Abstract

Occupational accidents are still a priority for the construction industry and safety professionals. Appropriate and proactive risk management strategies for complex construction safety management issues are essential to transform the “if-it-breaks-fix-it” approach into “fix-it-so-as-not-to-break.” This study introduces a novel hybrid bow-tie (H-BT) model to identify the riskiest causal paths and the most effective protective and preventive strategies. A dataset comprising 829 “contact-with-sharp-object” (CwSO) injury cases collected from 63 projects carried out by three companies is used to define the pairwise relationships among risk factors and define the risk paths using a mutual information matrix.
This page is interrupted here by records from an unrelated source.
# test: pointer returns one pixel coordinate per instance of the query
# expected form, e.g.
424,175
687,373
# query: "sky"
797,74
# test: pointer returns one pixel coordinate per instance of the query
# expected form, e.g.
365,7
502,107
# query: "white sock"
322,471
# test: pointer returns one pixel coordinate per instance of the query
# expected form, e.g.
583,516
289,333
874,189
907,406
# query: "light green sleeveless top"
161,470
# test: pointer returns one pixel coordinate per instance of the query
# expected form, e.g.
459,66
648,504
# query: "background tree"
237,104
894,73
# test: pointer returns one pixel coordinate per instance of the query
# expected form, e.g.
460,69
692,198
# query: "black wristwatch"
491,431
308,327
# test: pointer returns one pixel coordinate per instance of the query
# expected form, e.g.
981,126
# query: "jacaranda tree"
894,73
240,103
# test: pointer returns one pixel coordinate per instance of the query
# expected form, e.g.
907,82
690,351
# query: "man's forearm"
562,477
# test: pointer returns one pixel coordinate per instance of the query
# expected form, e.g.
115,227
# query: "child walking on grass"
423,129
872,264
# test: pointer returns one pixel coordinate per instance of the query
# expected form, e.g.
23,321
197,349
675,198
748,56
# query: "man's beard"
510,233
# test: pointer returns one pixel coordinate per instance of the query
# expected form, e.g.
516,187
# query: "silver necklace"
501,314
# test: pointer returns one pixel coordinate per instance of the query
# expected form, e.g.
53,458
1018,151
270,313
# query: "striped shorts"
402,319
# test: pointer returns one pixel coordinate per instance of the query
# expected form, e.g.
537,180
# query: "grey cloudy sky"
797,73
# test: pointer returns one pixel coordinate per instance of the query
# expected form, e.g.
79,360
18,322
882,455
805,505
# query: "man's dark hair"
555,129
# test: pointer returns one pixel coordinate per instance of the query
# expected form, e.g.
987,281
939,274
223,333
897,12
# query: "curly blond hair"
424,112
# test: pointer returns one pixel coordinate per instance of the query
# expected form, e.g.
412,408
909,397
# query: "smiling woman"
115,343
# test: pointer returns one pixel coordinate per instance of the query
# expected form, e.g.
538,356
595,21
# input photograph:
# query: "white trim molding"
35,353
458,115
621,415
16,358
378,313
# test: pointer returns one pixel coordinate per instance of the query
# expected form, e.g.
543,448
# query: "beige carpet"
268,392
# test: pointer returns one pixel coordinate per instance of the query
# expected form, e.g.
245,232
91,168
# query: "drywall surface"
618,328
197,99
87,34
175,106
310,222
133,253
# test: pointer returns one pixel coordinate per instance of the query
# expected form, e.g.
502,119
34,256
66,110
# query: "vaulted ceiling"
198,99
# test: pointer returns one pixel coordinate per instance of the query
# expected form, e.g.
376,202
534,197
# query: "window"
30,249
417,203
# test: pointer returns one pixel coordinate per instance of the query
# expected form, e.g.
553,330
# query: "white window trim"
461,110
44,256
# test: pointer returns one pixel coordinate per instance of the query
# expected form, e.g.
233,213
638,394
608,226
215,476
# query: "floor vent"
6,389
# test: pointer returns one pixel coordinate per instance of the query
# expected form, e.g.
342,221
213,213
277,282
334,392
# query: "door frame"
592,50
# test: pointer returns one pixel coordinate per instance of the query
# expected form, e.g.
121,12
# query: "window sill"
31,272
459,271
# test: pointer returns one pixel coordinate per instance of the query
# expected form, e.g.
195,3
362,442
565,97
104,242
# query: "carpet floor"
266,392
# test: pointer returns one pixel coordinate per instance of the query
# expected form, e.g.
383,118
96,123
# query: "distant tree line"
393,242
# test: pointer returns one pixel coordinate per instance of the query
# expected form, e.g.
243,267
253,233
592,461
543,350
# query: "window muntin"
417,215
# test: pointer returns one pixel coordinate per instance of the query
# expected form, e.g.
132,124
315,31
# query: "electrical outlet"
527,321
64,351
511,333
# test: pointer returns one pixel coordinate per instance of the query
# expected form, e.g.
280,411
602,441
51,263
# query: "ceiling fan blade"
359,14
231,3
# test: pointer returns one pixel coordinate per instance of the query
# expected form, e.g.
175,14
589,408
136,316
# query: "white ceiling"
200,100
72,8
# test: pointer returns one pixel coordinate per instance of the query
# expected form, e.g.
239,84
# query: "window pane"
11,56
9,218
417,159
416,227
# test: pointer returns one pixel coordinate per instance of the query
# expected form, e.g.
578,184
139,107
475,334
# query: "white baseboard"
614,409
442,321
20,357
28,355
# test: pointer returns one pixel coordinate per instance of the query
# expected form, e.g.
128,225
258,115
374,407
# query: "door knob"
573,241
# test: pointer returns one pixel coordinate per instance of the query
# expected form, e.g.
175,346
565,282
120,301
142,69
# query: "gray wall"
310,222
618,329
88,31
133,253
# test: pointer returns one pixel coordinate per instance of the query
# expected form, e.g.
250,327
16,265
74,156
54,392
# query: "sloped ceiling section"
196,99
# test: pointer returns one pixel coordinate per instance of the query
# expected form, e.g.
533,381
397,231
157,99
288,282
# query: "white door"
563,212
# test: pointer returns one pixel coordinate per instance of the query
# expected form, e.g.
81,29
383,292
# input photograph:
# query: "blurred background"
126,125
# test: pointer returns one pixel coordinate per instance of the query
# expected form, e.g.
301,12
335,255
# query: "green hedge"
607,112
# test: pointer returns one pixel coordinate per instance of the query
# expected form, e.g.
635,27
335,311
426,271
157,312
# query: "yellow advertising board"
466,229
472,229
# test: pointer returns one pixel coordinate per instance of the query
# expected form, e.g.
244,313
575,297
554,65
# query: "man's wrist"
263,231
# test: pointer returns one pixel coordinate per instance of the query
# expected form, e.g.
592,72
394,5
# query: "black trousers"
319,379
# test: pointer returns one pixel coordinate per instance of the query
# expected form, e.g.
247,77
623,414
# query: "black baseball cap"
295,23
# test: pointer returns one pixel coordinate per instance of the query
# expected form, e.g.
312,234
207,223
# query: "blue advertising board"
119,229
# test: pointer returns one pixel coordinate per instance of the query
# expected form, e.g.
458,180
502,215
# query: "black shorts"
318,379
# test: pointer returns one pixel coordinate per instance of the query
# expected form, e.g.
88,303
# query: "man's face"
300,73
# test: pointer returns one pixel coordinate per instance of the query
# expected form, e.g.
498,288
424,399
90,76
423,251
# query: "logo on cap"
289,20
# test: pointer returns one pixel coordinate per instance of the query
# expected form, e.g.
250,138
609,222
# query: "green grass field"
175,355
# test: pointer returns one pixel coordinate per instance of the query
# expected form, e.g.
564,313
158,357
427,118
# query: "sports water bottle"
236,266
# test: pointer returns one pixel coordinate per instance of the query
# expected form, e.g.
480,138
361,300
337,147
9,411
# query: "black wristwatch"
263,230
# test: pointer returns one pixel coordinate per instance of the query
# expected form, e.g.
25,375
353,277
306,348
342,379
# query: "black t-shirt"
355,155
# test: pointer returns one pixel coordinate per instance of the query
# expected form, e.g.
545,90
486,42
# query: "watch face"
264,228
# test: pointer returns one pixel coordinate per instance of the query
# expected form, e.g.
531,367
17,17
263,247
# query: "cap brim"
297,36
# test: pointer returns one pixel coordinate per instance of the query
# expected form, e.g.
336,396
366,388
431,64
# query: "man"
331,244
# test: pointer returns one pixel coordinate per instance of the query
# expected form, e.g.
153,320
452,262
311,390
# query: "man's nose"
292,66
A Delphi analysis is conducted to achieve the final strategies and calculate the risk reduction effect (ΔRR) and cost of each strategy. Finally, protective and preventive strategies are prioritized according to the ΔRR/cost ratio. The findings show that to reduce the number and severity of CwSO accidents, “stop working authority” and “staffing for safety” are the most effective preventative and protective strategies, respectively. Besides, inadequate supervision/management leadership is found to be the originating risk factor in many of the risk paths. This study incorporates mutual information between risk factors, BT, and preventive and protective barriers in the same, easy-to-understand visual model to examine a particular injury type, which is the primary contribution to theory. Overall, the risk assessment model developed is expected to improve the effectiveness of safety management applications in construction sites and eventually contribute to the minimization of incidents in construction projects.